These mini mushroom tartlets are perfect party fare. Made with less than 10 ingredients, one of them being our nutty, rich Roth Grand Cru® cheese.
Recipe by: Yumna Jawad, Feel Good Foodie
Recipe by: Yumna Jawad, Feel Good Foodie
Ingredients
- 1 sheet puff pastry, thawed according to package instructions
- 2 large onions, chopped
- 4 tablespoons olive oil, divided
- 1/4 teaspoon salt
- 1 teaspoon brown sugar
- 8 ounces mushrooms, thinly sliced
- 2 garlic cloves, pressed
- 2 tablespoons rosemary or thyme, minced
- 1 egg + 1 tablespoon water, beaten together
- 3/4 cup Roth Grand Cru® cheese, shredded
- Fresh rosemary, thyme or parsley, for garnish
Method
- Preheat the oven to 400 degrees F.
- In a large pan over medium heat, heat 2 tablespoons of olive oil. Add the onions and cook for 15 minutes, stirring occasionally until soft and golden. Stir in the brown sugar and salt, then add the mushrooms. Cook until the mushrooms are caramelized, about 5 to 7 minutes. Stir in the garlic and rosemary or thyme and cook together until fragrant, about 1 to 2 more minutes. Turn off the heat, and set aside.

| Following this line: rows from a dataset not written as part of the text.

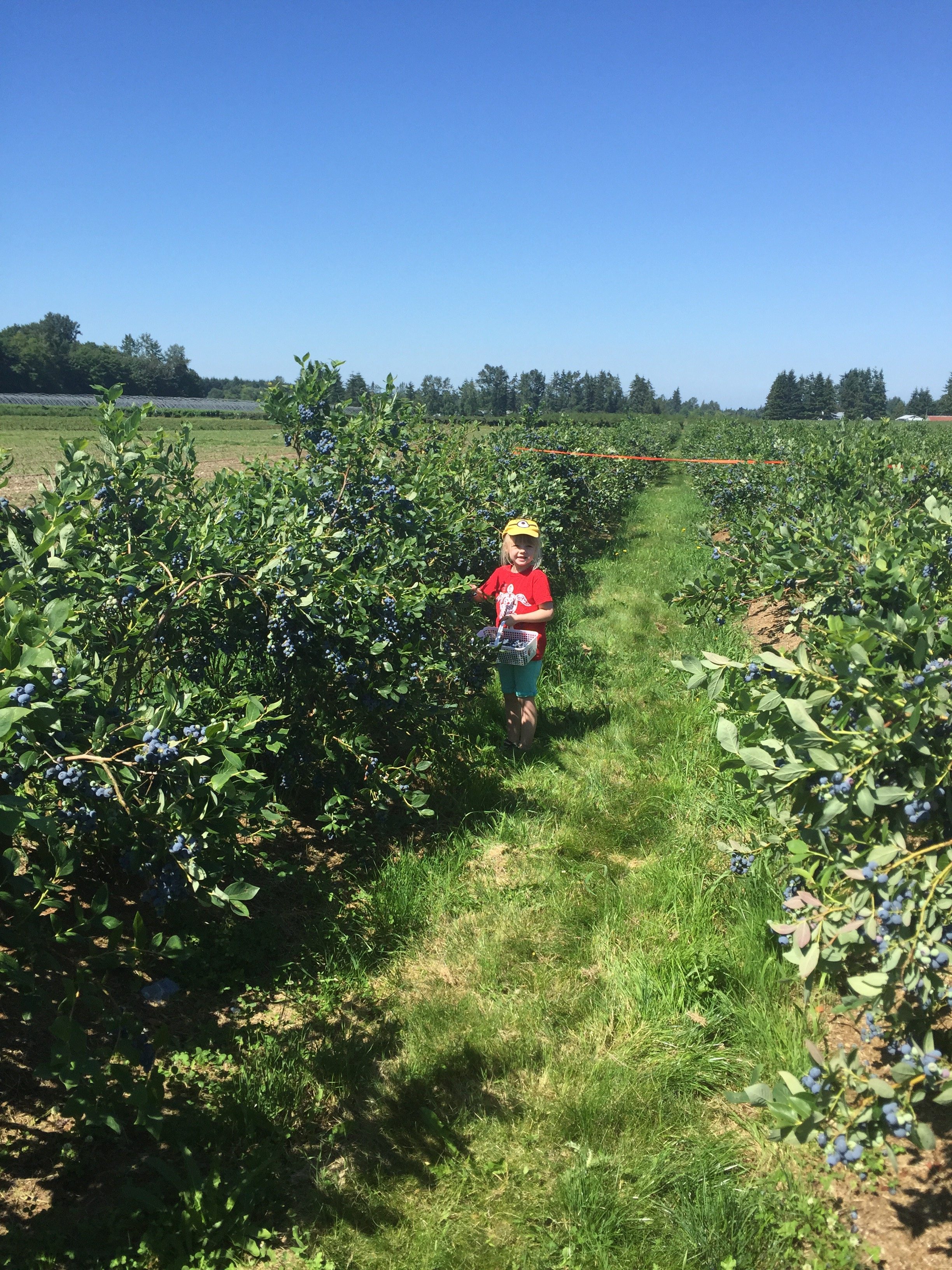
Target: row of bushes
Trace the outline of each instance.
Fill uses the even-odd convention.
[[[147,1006],[202,956],[183,914],[245,921],[291,818],[353,847],[432,814],[434,754],[491,674],[468,580],[499,526],[537,516],[564,585],[646,479],[517,453],[519,427],[461,444],[392,391],[352,415],[331,375],[270,390],[288,460],[201,486],[188,428],[150,434],[112,390],[98,452],[66,443],[38,502],[0,502],[4,1011],[28,1050],[52,1034],[41,1074],[84,1132],[161,1130]]]
[[[773,824],[725,843],[730,867],[781,870],[777,954],[880,1046],[872,1067],[859,1045],[812,1048],[802,1076],[755,1076],[739,1097],[861,1172],[905,1139],[933,1146],[922,1104],[952,1101],[937,1031],[952,992],[952,481],[899,441],[881,424],[696,427],[692,453],[783,465],[697,472],[710,555],[673,597],[717,621],[767,601],[800,638],[749,663],[678,664],[717,702],[725,766]]]

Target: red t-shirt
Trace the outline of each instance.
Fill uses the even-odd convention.
[[[500,565],[499,569],[480,587],[484,596],[496,597],[496,625],[508,617],[509,613],[533,613],[542,605],[552,602],[552,592],[548,589],[548,578],[541,569],[529,569],[528,573],[519,573],[510,564]],[[546,624],[545,622],[517,622],[520,631],[536,631],[538,644],[533,662],[538,662],[546,650]]]

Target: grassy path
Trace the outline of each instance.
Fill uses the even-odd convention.
[[[668,665],[740,648],[660,598],[697,517],[677,480],[642,497],[561,606],[513,810],[381,880],[381,911],[413,889],[429,916],[367,984],[391,1040],[321,1175],[338,1267],[802,1265],[718,1097],[797,1062],[801,1021],[773,889],[716,850],[746,824],[710,705]]]

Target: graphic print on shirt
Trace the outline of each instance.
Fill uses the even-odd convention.
[[[526,605],[527,608],[529,607],[529,602],[526,598],[526,596],[523,596],[522,592],[517,591],[515,587],[513,587],[512,582],[505,588],[505,591],[500,591],[496,605],[499,606],[500,621],[504,617],[509,617],[510,613],[515,613],[518,611],[519,605]]]

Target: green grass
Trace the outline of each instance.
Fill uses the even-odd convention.
[[[195,453],[201,464],[220,467],[237,467],[242,458],[263,455],[287,453],[281,439],[274,439],[274,424],[261,419],[195,418],[157,419],[156,427],[171,433],[182,422],[189,422],[195,441]],[[11,453],[14,483],[52,470],[61,455],[60,437],[94,437],[96,422],[71,418],[8,419],[0,418],[0,450]],[[29,483],[30,489],[33,481]],[[19,491],[19,486],[18,491]]]
[[[720,1099],[753,1062],[796,1067],[803,1022],[764,955],[774,884],[716,851],[751,824],[710,704],[668,664],[743,646],[660,599],[692,568],[696,516],[687,485],[654,489],[590,597],[561,605],[512,809],[368,888],[406,951],[359,993],[390,1039],[338,1086],[315,1165],[339,1266],[802,1265],[778,1233],[798,1200],[762,1189]]]
[[[650,489],[590,588],[557,597],[528,759],[498,748],[498,695],[477,701],[429,841],[289,876],[208,939],[183,966],[169,1144],[67,1148],[58,1205],[3,1264],[230,1265],[263,1227],[288,1270],[800,1270],[805,1232],[812,1270],[857,1264],[722,1097],[754,1063],[800,1071],[805,1021],[768,951],[776,883],[716,850],[757,826],[713,710],[669,664],[744,648],[660,598],[699,512],[677,478]],[[267,1015],[213,1021],[242,998]],[[142,1218],[90,1203],[129,1179]]]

- Unfold the pastry sheet on a lightly floured surface. Roll the pastry sheet into an 18- x 9-inch rectangle. Cut into 18 (3-inch) squares. Press the pastry squares into 18 muffin-pan cups. Brush the edges of the pastries with the egg. Prick the centers of the pastries with a fork.
- Spoon about 2 tablespoons of the onion and mushroom mixture into each square. Top with about 1/2 tablespoon cheese.
- Bake the tartlets until they’re golden brown, about 18 to 20 minutes. Remove the pastries from the muffin pans, and cool on wire racks for 10 minutes. Garnish with fresh additional fresh rosemary, thyme or parsley, if desired.